Sunday, March 08, 2009

On the Road

There are just no two ways about it - I absolutely 100% (maybe even 200%) love to bake... yes, I love to cook, too, but if forced to make a decision (and if man could survive on cookies, cakes, and desserts alone - we can, can't we?), bake it would be. Even on an unseasonably warm day, I'm that crazy person in the kitchen with the oven cranked up (course this is after I'm also that person out on the tennis court and softball field enjoying them for the first of the season).

But something even better than just baking? Finding amazing new recipes that you fall in love with instantly. There are good recipes and then there are the "bake it and they will come" recipes. These two are some of the latter.

The first... Palmer House Brownies, a real 'find' - and from a quick search, apparently a lot of people are desperate for this recipe. Made me feel pretty fortunate to have chanced upon it. Rare or not, just take a chance and make these brownies - they are in a word, fabulous.

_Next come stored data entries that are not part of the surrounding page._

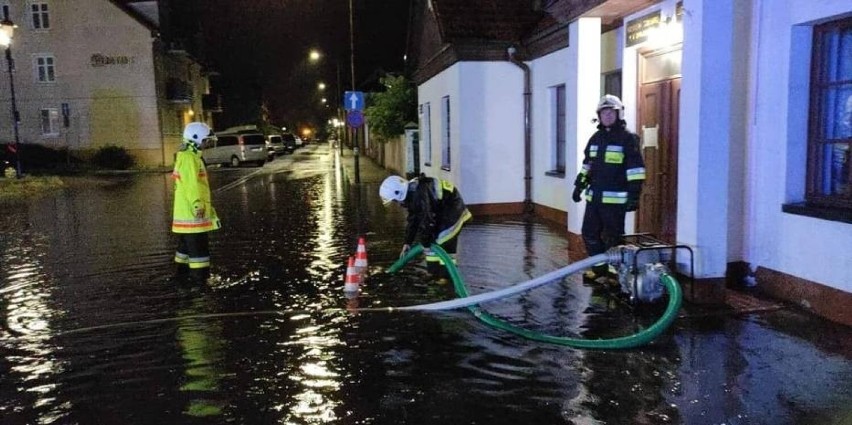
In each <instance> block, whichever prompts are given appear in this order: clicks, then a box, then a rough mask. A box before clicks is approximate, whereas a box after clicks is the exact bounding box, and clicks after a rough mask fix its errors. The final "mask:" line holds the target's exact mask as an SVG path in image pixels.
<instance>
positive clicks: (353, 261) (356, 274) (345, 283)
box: [343, 257, 361, 294]
mask: <svg viewBox="0 0 852 425" xmlns="http://www.w3.org/2000/svg"><path fill="white" fill-rule="evenodd" d="M360 286H361V273H360V272H359V271H358V268H357V267H355V257H349V266H348V267H346V281H345V282H344V284H343V292H345V293H348V294H354V293H357V292H358V291H359V290H360V288H359V287H360Z"/></svg>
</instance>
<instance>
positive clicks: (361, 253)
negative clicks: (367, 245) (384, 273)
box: [355, 237, 367, 272]
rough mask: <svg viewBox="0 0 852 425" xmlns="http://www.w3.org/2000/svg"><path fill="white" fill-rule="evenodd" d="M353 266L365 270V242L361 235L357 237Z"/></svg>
mask: <svg viewBox="0 0 852 425" xmlns="http://www.w3.org/2000/svg"><path fill="white" fill-rule="evenodd" d="M355 267H358V270H360V271H361V272H364V271H366V270H367V244H366V242H365V241H364V238H363V237H360V238H358V250H357V251H356V252H355Z"/></svg>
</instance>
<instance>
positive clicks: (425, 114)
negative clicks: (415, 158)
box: [420, 102, 432, 167]
mask: <svg viewBox="0 0 852 425" xmlns="http://www.w3.org/2000/svg"><path fill="white" fill-rule="evenodd" d="M420 134H421V135H422V138H421V142H422V144H423V165H425V166H427V167H430V166H432V108H431V105H430V104H429V102H426V103H424V104H421V105H420Z"/></svg>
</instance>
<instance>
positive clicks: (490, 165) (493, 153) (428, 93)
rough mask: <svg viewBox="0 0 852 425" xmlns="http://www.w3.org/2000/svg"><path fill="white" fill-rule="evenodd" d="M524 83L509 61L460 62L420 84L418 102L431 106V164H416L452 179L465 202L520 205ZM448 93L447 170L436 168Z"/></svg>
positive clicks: (523, 191)
mask: <svg viewBox="0 0 852 425" xmlns="http://www.w3.org/2000/svg"><path fill="white" fill-rule="evenodd" d="M523 81H524V80H523V72H522V71H521V69H520V68H518V67H517V66H515V65H514V64H512V63H510V62H508V61H506V62H465V63H457V64H455V65H453V66H451V67H450V68H448V69H446V70H445V71H443V72H441V73H440V74H438V75H436V76H435V77H433V78H431V79H429V81H426V82H425V83H423V84H421V85H420V87H419V88H418V92H417V93H418V94H417V96H418V99H417V102H418V104H423V103H426V102H430V103H431V114H432V117H431V118H432V119H431V125H430V128H431V130H432V165H431V166H425V164H424V163H423V161H422V160H421V164H420V166H421V170H422V171H423V172H425V173H426V174H427V175H430V176H438V177H441V178H445V179H448V180H450V181H453V182H454V183H455V184H456V185H458V186H459V188H460V190H461V191H462V194H463V195H464V198H465V202H466V203H468V204H484V203H489V204H492V203H504V202H523V200H524V162H523V161H524V128H523V111H524V99H523V91H524V90H523V84H524V82H523ZM447 95H449V96H450V116H451V123H450V132H451V140H452V141H451V144H452V148H451V149H452V154H451V157H450V160H451V165H450V171H445V170H442V169H441V102H442V100H441V99H442V98H443V97H444V96H447ZM421 149H425V144H424V143H421ZM424 154H425V152H422V151H421V158H425V157H424V156H423V155H424ZM462 164H463V165H462Z"/></svg>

9 oz bittersweet chocolate, chopped
1 c unsalted butter
1 c plus 6 TBSP sugar
2 eggs
1 c cake flour
1 tsp baking powder
1/4 tsp salt
2 c coarsely chopped walnuts
1/2 c apricot preserves

Butter and flour an 8x8 metal baking pan. Melt chocolate and butter in small pan over medium heat; cool to lukewarm.

Beat sugar and eggs until well-blended. Whisk in melted chocolate mixture. Sift flour, baking powder, and salt; fold to blend and mix in 1/2 c walnuts. Transfer batter to prepared baking pan. Sprinkle remaining walnuts over and press gently into batter.

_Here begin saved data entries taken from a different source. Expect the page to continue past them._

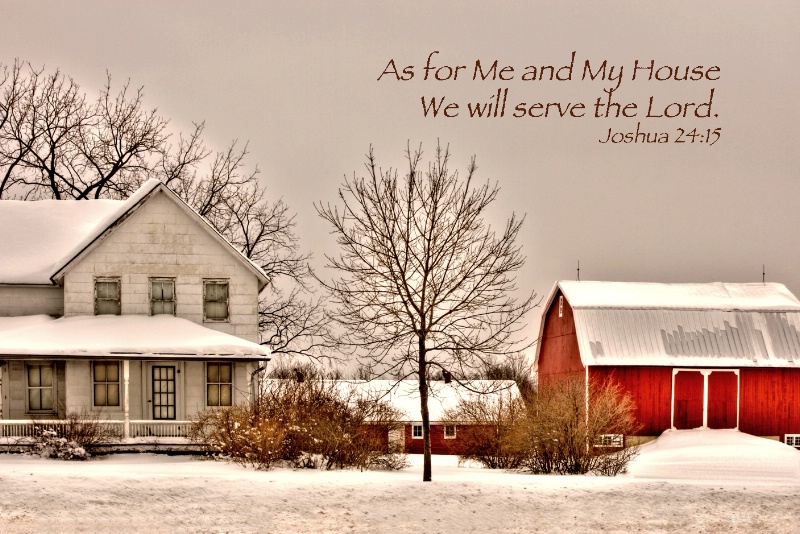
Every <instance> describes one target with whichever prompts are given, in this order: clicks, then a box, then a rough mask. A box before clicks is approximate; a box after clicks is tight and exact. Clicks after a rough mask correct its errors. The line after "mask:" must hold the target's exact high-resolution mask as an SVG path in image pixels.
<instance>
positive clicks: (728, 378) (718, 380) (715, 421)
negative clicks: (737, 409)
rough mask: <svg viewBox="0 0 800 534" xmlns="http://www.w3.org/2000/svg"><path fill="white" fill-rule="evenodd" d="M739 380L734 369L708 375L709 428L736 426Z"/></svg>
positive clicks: (708, 424) (722, 371)
mask: <svg viewBox="0 0 800 534" xmlns="http://www.w3.org/2000/svg"><path fill="white" fill-rule="evenodd" d="M738 390H739V380H738V377H737V376H736V373H734V372H732V371H714V372H712V373H711V374H710V375H708V428H736V427H737V426H738V422H737V420H736V397H737V396H738V395H737V394H738Z"/></svg>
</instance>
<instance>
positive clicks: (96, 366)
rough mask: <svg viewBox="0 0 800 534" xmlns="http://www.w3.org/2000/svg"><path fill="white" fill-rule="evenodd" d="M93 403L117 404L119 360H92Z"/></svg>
mask: <svg viewBox="0 0 800 534" xmlns="http://www.w3.org/2000/svg"><path fill="white" fill-rule="evenodd" d="M92 367H93V374H94V405H95V406H119V362H93V364H92Z"/></svg>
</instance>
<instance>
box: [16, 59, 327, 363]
mask: <svg viewBox="0 0 800 534" xmlns="http://www.w3.org/2000/svg"><path fill="white" fill-rule="evenodd" d="M167 126H168V121H167V120H166V119H164V118H162V117H161V116H160V115H159V114H158V112H157V110H156V109H147V108H146V105H145V100H144V92H143V89H142V88H138V89H134V88H133V87H132V86H131V85H130V82H127V83H125V85H123V86H122V88H121V89H120V90H119V91H117V92H114V91H113V90H112V83H111V76H110V75H107V78H106V83H105V85H104V87H103V88H102V89H101V90H100V93H99V95H98V97H97V98H96V99H91V98H89V97H87V95H86V94H85V93H84V92H83V91H82V90H81V89H80V87H79V85H78V84H77V83H76V82H75V81H74V80H73V79H72V78H70V77H69V76H66V75H65V74H63V73H61V72H60V71H55V72H53V73H52V74H47V73H45V70H44V68H42V69H36V68H34V67H32V66H31V65H30V64H28V63H23V62H19V61H17V62H15V63H14V65H13V66H2V65H0V199H3V198H9V197H16V198H23V199H29V200H34V199H41V198H54V199H88V198H114V199H124V198H127V197H128V196H130V194H131V193H132V192H133V191H135V190H136V189H137V188H138V187H139V186H140V185H141V184H142V183H143V182H144V181H145V180H147V179H148V178H150V177H156V178H158V179H160V180H161V181H162V182H164V183H165V184H166V185H168V186H169V187H170V188H171V189H172V190H173V191H175V192H176V194H177V195H178V196H179V197H181V198H182V199H183V200H184V201H185V202H186V203H187V204H189V205H190V206H192V208H194V209H195V210H196V211H197V212H198V213H199V214H200V215H202V216H203V217H205V218H206V220H208V221H209V222H210V223H211V225H212V226H214V228H216V229H217V231H219V232H220V234H222V235H223V236H225V238H227V239H228V240H229V241H230V242H231V243H232V244H233V245H234V246H235V247H236V248H238V249H239V250H240V251H242V253H243V254H244V255H245V256H247V257H248V258H249V259H251V260H253V262H255V263H256V264H258V265H259V266H260V267H261V268H262V269H263V270H264V272H265V273H266V274H267V277H268V279H269V283H270V290H269V292H268V295H267V296H266V297H265V298H264V299H263V300H262V301H261V303H260V307H259V324H260V326H261V328H262V341H263V343H265V344H268V345H270V346H271V347H272V348H273V350H274V351H275V352H276V353H288V354H294V355H298V354H302V355H308V356H312V357H316V358H320V357H322V356H323V355H325V354H329V352H328V350H329V348H330V347H331V345H330V344H329V343H325V342H324V339H327V338H328V337H329V336H326V333H327V327H328V322H327V321H325V320H323V314H322V308H323V306H324V301H322V300H320V299H319V298H316V297H315V296H314V295H313V292H312V291H311V288H310V286H309V273H308V268H307V264H308V260H309V258H310V255H309V254H304V253H302V252H301V251H300V247H299V241H298V237H297V235H296V234H295V217H294V214H293V213H291V211H290V209H289V207H288V206H287V205H286V204H285V203H284V202H283V200H282V199H278V200H270V199H269V198H268V196H267V194H266V191H265V189H264V187H263V185H262V184H261V181H260V173H259V169H258V166H257V165H256V166H252V165H249V164H248V161H247V158H248V147H247V144H246V143H244V144H240V143H239V142H237V141H236V140H234V141H232V142H231V144H230V145H229V146H228V147H226V148H225V149H222V150H212V149H209V148H208V147H206V145H205V144H204V142H203V131H204V129H205V124H204V123H202V122H200V123H196V124H195V125H194V129H193V131H191V132H190V133H189V134H188V135H183V134H180V135H178V136H177V140H176V139H175V138H174V137H171V135H170V133H169V132H168V130H167Z"/></svg>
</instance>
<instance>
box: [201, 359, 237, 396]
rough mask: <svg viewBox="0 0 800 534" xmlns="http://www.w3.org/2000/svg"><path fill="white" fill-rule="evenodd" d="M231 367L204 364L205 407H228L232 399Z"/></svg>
mask: <svg viewBox="0 0 800 534" xmlns="http://www.w3.org/2000/svg"><path fill="white" fill-rule="evenodd" d="M232 390H233V366H232V364H230V363H207V364H206V406H230V405H231V404H232V403H231V399H232V397H233V395H232V393H233V391H232Z"/></svg>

Bake brownies until edges are raised and cracked and tester inserted into center comes out with some moist batter attached, about 45 minutes. Melt apricot preserves in small saucepan over medium heat. Strain preserves and then brush melted jam over hot brownies. Cool 1 hour and then transfer to refrigerator and chill until cold, at least 2 hours.

Cut into 16 brownies (or more - they are RICH!). Serve chilled.

Bon Appetit, March 2009

And certainly not to be overlooked (i.e. some more time in the kitchen well-spent) were Smitten Kitchen's Oatmeal Raisin Cookies.

I took a page out of a few of Deb's commenters' books and added a handful of chocolate chips and these were great. The dough itself wasn't too sweet so with the raisins (golden raisins were in the cupboard and as such, they are in the cookies) and chocolate chips, it seemed like a match made in heaven. *as an aside, I've heard Deb's chocolate chip cookies are divine so those might be next up

This concludes my first "Hi, my name is Kara, and I'm addicted to baking" help session. The only problem is that along the way, I picked up a few new recipes that I'm dying to make plus I found a "cupcake crawl" (more on that - hopefully - to come) - neither of those sound like recovery to me, but I'm willing to risk it.


  1. Too funny - okay, so I'll cook - and you bake...and that's how we'll survive! LOL

  2. I've been wanting to make these brownies too. I've had that recipe for a few weeks though now since it came in the magazine, but I did read that people couldn't find it. Glad to hear that they were great!